Hedge Fund Replication: A Model Combination Approach – Introduction
In recent years there has been a growing interest in alternative assets, including hedge funds, on the part of institutional investors. Some of the characteristic features of hedge funds, however, including the lack of transparency, illiquidity, high leverage, and the typical 2 plus 20 incentive fee structure, are not very appealing from the perspective of such investors. For example, in an effort to reduce complexity and costs in its investment program, the California Public Employees’ Retirement System (CALPERS) recently decided to shed its entire $4 billion investment in 24 hedge funds and six hedge funds-of-funds.1
As a result there is a robust demand for hedge fund replication strategies that seek to clone” hedge-fund-like returns by investing in liquid instruments such as futures contracts. A popular approach to hedge fund replication involves estimating a target fund’s factor exposures via Sharpe’s (1992) asset-class factor model framework (e.g., Hasanhodzic and Lo (2007)) and using the estimated coefficients to determine clone portfolio weights. Briefly, the factor-based replication strategy relies on estimating long/short positions in a set of pre-specified asset-class indices with a view to minimizing the tracking error of the clone strategy. This conventional approach to replication thus involves the identification of a best fit” factor model.

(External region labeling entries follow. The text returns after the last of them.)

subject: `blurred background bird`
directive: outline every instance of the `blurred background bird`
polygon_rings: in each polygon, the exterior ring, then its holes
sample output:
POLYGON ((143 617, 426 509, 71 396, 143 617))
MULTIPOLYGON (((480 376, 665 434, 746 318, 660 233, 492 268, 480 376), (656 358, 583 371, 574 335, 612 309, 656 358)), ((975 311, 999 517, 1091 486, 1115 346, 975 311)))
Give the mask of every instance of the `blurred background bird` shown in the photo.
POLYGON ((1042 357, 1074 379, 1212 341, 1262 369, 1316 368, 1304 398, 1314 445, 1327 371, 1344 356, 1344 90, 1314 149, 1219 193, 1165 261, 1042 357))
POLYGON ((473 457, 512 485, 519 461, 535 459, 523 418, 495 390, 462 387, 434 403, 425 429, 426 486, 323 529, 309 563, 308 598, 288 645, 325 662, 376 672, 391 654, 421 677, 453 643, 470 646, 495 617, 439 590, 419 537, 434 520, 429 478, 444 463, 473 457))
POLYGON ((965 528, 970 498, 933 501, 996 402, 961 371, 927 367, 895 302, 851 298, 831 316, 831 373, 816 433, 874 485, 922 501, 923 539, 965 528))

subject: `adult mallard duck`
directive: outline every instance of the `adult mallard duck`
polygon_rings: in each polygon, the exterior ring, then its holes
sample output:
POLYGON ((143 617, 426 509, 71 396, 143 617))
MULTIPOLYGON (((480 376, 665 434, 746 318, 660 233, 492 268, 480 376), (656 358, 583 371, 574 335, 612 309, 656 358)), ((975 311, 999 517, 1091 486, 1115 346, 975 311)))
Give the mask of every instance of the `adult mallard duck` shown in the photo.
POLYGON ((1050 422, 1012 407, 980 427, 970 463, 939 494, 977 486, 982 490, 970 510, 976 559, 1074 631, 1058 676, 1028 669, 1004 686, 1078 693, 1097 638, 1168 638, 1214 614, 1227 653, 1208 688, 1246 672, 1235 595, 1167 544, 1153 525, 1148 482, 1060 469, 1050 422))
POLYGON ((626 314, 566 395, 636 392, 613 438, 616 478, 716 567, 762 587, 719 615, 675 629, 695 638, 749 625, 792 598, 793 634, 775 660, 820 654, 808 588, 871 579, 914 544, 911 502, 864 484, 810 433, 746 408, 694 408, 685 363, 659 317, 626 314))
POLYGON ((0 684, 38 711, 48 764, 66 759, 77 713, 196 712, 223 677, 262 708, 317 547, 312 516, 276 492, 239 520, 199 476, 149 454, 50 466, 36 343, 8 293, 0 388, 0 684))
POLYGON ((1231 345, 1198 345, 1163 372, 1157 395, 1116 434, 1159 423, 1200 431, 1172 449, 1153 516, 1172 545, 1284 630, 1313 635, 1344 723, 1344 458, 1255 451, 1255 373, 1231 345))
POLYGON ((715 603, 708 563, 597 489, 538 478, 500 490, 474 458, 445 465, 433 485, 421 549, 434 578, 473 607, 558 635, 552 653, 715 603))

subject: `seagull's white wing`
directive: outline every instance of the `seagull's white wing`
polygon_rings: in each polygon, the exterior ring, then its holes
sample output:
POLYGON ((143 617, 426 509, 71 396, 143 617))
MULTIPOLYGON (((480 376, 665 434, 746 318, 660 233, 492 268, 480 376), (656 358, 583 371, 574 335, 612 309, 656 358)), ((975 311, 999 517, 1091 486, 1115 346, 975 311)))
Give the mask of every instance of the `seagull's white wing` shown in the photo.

While this framework is intuitively appealing, the existing literature has identified several practical problems with the implementation of linear factor clones. First, given the inherent flexibility of hedge funds in terms of asset-class exposure and choice of markets in which to operate, it is difficult to identify an appropriate set of factors to include in the replication model. Parsimony is also a first-order concern, as models with a large number of factors often suffer from estimation error, overfitting, and poor out-of-sample performance. Second, to capture any dynamics in the underlying hedge fund investment strategies, factor clones are typically estimated using a rolling window of prior fund returns with investment positions updated on a monthly basis. The resulting coefficient estimates often suggest a high level of portfolio turnover, making cloning costly to implement in practice. Third, the existing literature (see, e.g., Hasanhodzic and Lo (2007), Amenc, Martellini, Meyfredi, and Ziemann (2010), and Bollen and Fisher (2013)) largely finds that factorbased replication products for individual hedge funds and hedge fund indexes tend to underperform their target portfolios.
Motivated by these concerns, we propose a novel replication approach that relies on combining or pooling a set of diverse factor models to clone hedge fund index returns. The optimal combination of factor models is determined via a decision-theoretic framework. This method employs the log score criterion, which has a long history as a decision tool.2 Our application is motivated by the notion that, given data limitations and the flexibility of hedge funds’ strategies, there is no single best fit” model that fully characterizes index returns. We argue that a more reasonable way to proceed is to start with a pre-specified set of potential factor models for a given index. While each of the individual models is likely to generate errors in index replication, an optimal combination of these models helps to diversify individual tracking errors and leads to better out-of-sample performance.